You must not use any built-in exponent function or operator, such as pow(x, 0.5) or x ** 0.5.

Example 1: Input: x = 4 Output: 2

Example 2: Input: x = 8 Output: 2 Explanation: The square root of 8 is 2.828…, and since we round down, 2 is returned.

Constraints:

• 0 <= x <= 2^31 - 1

Prerequisites

Before attempting this problem, you should be comfortable with:

• Binary Search on the Answer — searching a range of candidate values rather than array indices
• Integer Arithmetic — comparing squares without using floating-point

1. Brute Force

Intuition

Start from 1 and walk upward, squaring each candidate. The moment m * m exceeds x, the previous candidate was the floor of the square root. This works, but the loop runs O(√x) times — slow for large inputs.

Algorithm

1. Handle x == 0 separately, returning 0.
2. For m from 1 upward:
   • If m * m > x, return m - 1.

Solution

def mySqrt_linear(x):
    if x == 0:
        return 0
    m = 1
    while m * m <= x:
        m += 1
    return m - 1


print(mySqrt_linear(4))   # 2
print(mySqrt_linear(8))   # 2
print(mySqrt_linear(0))   # 0

Complexity

• Time: O(√x)
• Space: O(1)

2. Binary Search

Intuition

The function f(m) = m * m is monotonically increasing, so we can binary-search the range [0, x] for the largest m where m * m <= x. Every time mid * mid <= x we record mid as a candidate answer and try going higher; otherwise we go lower. When the search ends, the last recorded candidate is the floor square root.

Algorithm

1. Set lo = 0, hi = x, ans = 0.
2. While lo <= hi:
   • Compute mid = lo + (hi - lo) // 2.
   • If mid * mid <= x: set ans = mid, then lo = mid + 1 (try larger).
   • Else: set hi = mid - 1 (too big, go smaller).
3. Return ans.

flowchart LR
    S(["x=8  lo=0  hi=8  ans=0"])
    S --> m0["mid=4  4*4=16 > 8  →  hi=3"]
    m0 --> m1["mid=1  1*1=1 ≤ 8  →  ans=1  lo=2"]
    m1 --> m2["mid=2  2*2=4 ≤ 8  →  ans=2  lo=3"]
    m2 --> m3["mid=3  3*3=9 > 8  →  hi=2"]
    m3 --> done["lo=3 > hi=2  →  return ans=2"]

Solution

def mySqrt(x):
    lo, hi, ans = 0, x, 0
    while lo <= hi:
        mid = lo + (hi - lo) // 2
        if mid * mid <= x:
            ans = mid
            lo = mid + 1
        else:
            hi = mid - 1
    return ans


print(mySqrt(4))   # 2
print(mySqrt(8))   # 2
print(mySqrt(0))   # 0

Complexity

• Time: O(log x)
• Space: O(1)

Common Pitfalls

Setting hi = x causes many unnecessary iterations for large x. A tighter upper bound is x // 2 + 1 (for x > 1), since √x <= x/2 for all x >= 4. Still O(log x) but with a smaller constant.

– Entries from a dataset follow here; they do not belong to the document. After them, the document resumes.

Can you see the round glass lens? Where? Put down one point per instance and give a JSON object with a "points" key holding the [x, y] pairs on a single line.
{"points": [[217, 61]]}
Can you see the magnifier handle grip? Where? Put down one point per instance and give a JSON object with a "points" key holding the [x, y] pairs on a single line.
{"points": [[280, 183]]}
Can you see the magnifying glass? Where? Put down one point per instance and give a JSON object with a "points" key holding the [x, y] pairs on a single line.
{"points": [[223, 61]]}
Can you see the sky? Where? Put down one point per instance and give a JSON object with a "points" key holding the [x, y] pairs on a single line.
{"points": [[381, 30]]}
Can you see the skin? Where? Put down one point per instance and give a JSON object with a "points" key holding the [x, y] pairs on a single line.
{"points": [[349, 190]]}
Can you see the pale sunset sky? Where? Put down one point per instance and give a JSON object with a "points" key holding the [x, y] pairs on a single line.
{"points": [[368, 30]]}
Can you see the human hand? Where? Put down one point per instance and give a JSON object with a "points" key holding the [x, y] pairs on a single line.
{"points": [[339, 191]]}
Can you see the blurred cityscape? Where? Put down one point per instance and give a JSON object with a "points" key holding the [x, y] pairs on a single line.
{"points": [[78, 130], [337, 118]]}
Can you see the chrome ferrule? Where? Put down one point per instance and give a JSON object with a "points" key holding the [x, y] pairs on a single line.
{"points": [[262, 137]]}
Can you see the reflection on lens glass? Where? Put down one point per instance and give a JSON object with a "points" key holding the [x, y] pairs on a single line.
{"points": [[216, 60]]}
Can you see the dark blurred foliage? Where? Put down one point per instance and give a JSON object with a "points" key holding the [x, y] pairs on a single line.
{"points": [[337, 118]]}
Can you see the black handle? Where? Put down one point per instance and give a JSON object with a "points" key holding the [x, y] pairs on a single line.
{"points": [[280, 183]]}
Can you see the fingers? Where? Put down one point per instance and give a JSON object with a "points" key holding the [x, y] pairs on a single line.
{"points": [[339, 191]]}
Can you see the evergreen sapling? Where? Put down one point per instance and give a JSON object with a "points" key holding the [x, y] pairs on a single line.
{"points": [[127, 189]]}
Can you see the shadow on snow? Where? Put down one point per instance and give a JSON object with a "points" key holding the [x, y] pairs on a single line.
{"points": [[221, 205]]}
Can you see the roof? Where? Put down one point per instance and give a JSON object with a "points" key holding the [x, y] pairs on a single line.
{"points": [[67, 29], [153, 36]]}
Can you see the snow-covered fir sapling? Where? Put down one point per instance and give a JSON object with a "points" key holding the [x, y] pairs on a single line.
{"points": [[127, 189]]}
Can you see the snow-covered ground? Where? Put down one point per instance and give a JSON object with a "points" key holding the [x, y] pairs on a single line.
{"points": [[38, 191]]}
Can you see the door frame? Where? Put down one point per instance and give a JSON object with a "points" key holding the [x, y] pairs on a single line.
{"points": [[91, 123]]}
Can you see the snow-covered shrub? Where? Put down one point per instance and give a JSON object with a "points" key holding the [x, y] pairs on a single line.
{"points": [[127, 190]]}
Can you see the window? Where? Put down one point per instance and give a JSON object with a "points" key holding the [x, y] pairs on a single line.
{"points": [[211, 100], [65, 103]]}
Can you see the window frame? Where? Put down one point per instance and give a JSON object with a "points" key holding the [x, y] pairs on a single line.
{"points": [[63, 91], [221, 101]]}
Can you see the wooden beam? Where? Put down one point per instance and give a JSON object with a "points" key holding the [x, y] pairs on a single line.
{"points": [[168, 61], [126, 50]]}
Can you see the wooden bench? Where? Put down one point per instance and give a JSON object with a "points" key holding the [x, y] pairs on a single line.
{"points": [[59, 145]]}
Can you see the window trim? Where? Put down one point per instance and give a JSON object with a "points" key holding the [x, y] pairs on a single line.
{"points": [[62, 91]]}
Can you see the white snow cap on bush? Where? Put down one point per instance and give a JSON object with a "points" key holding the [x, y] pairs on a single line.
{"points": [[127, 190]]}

Using floating-point arithmetic. mid ** 0.5 introduces rounding errors. Stick to integer multiplication mid * mid to keep everything exact.

Not handling x == 0 or x == 1. Both are valid inputs. With hi = x and the algorithm above they are handled correctly (the loop runs once), but always verify edge cases.